By harnessing the connotative power of a sign so familiar as to be immediately recognized, Johns removed all inclination on the part of the viewer to discern or associate a narrative in his work, leaving only a primordial impulse to appreciate Figure 8 for its enchanting physicality. Johns’s emphasis on objectivity here is heightened by his use of monochromatic gray, through which he achieves the ultimate act of negation to declare the fundamental objecthood of his paintings. Divested of color, the daubs and brushstrokes made by Johns across the surface of 8 become even more profound, contrasting only in subtle variances of tonality and gesture: as David Sylvester wrote about Johns’s paintings, "marks of varying tempo, weight and direction caress and bruise and elaborate and disrupt and erode the familiar forms of everyday objects" (Exh. Cat., London, Anthony d'Offay Gallery, Jasper Johns' Flags 1955-1994, p. 12). Furthermore, through Johns' thick impasto, the painted number appears almost abstracted, simultaneously morphing between the familiar and unfamiliar.
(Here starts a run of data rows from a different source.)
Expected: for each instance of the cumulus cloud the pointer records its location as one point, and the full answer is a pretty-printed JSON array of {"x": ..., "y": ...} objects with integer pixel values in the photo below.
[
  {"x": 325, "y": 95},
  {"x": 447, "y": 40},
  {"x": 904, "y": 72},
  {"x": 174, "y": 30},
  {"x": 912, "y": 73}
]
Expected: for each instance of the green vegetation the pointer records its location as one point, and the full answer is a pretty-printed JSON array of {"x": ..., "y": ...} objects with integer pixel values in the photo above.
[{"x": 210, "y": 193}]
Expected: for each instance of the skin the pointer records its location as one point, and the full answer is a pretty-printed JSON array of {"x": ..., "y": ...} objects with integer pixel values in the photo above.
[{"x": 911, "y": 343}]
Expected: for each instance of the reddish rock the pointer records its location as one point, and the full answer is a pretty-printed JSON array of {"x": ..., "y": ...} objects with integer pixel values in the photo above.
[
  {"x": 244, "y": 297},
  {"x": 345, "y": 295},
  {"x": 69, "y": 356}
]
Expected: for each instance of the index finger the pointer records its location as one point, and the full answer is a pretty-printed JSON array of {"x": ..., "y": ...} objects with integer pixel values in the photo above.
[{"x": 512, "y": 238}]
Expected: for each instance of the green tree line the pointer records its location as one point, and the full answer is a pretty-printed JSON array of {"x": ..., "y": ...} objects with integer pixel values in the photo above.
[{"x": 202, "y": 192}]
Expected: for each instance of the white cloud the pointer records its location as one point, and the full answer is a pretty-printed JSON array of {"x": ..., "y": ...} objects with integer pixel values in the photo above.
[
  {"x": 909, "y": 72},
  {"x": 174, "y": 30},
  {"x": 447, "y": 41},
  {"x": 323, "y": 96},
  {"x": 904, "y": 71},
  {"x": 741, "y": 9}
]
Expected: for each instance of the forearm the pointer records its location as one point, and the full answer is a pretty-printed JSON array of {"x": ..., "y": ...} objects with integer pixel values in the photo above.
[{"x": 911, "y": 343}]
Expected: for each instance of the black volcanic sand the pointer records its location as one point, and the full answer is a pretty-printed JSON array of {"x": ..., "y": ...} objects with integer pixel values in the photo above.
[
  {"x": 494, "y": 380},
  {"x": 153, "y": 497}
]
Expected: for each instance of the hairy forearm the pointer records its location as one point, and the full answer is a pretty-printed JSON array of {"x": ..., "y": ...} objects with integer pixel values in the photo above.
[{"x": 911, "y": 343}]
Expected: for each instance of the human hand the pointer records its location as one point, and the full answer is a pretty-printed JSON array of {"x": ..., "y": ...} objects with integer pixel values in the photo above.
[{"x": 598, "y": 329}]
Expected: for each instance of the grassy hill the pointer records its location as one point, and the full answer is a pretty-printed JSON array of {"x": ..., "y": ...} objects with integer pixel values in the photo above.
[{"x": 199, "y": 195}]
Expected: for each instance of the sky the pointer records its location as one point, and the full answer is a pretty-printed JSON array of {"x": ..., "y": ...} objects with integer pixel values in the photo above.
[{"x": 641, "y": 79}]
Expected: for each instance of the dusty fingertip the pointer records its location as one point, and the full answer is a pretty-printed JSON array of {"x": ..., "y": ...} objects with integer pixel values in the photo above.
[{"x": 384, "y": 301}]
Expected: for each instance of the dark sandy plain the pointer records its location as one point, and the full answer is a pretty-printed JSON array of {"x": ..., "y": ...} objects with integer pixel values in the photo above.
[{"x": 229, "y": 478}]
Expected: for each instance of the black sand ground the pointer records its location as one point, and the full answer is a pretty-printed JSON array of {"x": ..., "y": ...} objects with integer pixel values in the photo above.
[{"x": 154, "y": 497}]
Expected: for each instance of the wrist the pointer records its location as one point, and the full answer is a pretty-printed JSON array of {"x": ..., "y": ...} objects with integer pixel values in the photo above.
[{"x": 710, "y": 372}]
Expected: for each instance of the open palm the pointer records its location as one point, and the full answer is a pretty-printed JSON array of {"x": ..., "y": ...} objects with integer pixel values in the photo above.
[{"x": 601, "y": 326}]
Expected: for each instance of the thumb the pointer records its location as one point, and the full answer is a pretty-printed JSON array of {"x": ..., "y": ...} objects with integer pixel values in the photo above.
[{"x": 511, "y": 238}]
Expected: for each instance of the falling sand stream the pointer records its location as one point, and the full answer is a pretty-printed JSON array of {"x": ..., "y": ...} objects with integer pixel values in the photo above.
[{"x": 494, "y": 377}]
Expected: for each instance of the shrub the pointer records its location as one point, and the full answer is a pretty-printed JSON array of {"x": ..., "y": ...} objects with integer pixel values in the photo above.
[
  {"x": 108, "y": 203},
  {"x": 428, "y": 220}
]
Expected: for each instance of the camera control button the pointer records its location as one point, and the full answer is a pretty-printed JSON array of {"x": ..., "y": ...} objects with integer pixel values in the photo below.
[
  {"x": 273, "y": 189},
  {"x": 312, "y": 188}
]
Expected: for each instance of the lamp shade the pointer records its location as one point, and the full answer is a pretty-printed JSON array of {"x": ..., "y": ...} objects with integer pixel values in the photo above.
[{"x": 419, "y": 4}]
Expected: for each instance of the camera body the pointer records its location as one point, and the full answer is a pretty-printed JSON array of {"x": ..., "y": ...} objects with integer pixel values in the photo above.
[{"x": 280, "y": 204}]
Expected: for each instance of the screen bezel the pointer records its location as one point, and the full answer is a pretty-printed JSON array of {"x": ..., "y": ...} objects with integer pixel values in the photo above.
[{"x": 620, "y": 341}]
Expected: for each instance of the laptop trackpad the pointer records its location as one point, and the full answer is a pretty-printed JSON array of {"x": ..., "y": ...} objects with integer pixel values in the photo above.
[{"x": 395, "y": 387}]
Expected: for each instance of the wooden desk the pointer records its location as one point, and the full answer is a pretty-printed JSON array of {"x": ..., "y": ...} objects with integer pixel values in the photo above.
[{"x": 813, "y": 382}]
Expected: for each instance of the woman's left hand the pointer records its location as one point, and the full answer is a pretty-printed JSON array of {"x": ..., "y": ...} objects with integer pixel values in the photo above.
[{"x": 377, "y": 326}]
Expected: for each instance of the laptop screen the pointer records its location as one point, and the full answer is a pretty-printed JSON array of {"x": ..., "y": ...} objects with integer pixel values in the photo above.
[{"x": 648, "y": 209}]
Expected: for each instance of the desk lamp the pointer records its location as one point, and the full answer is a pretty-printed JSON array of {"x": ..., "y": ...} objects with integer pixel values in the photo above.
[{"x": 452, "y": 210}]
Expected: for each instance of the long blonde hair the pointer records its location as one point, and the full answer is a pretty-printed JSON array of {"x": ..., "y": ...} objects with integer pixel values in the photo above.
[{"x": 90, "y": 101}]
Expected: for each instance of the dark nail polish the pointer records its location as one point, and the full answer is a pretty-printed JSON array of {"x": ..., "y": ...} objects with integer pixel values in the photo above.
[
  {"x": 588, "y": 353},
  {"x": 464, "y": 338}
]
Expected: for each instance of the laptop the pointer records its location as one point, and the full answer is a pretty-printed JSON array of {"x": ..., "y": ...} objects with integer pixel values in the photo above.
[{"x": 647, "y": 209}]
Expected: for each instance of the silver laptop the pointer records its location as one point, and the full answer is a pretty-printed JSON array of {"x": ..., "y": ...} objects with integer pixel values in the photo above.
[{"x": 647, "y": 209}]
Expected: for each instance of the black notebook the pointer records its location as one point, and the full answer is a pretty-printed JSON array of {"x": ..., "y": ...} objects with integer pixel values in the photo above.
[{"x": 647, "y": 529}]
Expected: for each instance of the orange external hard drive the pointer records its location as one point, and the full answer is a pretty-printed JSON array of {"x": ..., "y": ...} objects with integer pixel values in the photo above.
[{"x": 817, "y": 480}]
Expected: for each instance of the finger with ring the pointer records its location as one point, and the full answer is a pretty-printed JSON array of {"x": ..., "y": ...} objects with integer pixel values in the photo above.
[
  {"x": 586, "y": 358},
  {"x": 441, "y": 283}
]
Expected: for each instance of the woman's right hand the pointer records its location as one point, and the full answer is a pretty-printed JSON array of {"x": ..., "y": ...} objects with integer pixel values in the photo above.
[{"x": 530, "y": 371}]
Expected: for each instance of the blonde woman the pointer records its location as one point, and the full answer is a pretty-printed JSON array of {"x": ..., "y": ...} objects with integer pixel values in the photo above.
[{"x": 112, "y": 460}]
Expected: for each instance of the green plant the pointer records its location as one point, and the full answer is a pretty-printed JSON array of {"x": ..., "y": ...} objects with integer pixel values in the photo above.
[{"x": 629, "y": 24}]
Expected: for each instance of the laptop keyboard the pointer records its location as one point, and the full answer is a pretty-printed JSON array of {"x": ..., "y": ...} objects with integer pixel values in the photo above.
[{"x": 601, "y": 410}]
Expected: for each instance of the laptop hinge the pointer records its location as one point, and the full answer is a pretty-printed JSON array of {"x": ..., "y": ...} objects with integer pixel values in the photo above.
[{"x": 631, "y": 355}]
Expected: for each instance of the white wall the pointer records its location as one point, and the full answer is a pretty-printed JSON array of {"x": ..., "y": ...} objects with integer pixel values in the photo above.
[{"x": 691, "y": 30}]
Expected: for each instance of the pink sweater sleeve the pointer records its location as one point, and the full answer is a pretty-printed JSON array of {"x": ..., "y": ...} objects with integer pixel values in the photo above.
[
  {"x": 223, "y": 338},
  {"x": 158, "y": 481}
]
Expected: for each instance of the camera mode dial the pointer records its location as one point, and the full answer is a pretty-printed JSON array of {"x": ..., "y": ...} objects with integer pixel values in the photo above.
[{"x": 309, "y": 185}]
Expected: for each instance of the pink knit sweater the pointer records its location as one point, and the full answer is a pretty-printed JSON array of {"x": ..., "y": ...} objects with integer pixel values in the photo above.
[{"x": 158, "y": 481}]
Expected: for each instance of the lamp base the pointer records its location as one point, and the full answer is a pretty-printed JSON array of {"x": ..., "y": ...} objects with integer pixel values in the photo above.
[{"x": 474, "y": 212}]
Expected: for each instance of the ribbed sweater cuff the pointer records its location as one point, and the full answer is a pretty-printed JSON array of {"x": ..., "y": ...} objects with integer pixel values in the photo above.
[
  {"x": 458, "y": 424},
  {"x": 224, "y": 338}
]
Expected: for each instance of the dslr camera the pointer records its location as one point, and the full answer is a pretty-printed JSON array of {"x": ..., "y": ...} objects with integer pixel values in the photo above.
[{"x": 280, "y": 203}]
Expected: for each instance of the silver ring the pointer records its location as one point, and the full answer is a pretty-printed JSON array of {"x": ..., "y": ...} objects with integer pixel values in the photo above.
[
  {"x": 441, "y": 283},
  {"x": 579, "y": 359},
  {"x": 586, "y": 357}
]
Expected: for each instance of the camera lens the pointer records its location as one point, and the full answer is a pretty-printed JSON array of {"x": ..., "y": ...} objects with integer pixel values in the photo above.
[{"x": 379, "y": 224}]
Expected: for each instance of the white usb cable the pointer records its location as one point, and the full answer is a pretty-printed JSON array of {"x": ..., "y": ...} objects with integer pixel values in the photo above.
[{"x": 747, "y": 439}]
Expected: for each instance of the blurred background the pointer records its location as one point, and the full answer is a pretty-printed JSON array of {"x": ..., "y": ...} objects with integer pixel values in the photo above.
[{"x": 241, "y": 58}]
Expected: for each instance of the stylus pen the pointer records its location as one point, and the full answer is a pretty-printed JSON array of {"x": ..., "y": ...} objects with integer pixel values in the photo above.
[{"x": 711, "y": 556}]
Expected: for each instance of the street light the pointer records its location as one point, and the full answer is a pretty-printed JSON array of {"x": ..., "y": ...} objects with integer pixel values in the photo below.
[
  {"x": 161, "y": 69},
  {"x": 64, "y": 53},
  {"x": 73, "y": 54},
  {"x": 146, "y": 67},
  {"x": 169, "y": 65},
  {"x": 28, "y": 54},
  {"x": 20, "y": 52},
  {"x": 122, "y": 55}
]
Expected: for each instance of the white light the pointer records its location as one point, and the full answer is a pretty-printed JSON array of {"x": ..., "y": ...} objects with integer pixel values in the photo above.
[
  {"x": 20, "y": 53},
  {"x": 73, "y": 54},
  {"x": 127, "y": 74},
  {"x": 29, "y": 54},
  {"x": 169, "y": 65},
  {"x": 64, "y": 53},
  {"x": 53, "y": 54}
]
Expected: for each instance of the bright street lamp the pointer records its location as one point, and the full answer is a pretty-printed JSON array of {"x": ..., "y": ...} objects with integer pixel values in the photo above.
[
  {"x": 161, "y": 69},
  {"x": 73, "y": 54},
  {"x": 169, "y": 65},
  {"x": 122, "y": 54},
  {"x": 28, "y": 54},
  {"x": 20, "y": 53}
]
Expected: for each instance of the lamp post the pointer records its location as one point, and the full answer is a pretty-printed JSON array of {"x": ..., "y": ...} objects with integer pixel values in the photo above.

In the heavily worked surface of Figure 8, the viewer can indulge the eye and delight simply in the sheer beauty of Johns' chosen medium.
“The canvas is object, the paint is object, and object is object.’’

Figure 8 is a precious memento of Johns’s ultimate philosophical project, which destabilized the boundaries between an object and its artistic representation to form one of the most famous chapters of postwar art history. Contrary to the emotional outpourings of his forebears in the New York School, Johns pursued phenomena as his subjects, each of which were so familiar as to be almost invisible, approaching them with a thoughtful reserve that befitted their inherent neutrality. The dichotomy between presentation and representation - here, between image and number - draws Johns' viewer into the drama of the meanings of his paintings, lending them more physical and intellectual resonance. Johns was an artist radically concerned with revelation; by using subject matter as the pretext for his investigation into the ontology of painting itself, he revealed to the viewer something radically new about the surrounding world that we normally take for granted, whether it was the act of creation and perception itself, or the formal qualities of numerals, as we see with enlightening clarity in Figure 8.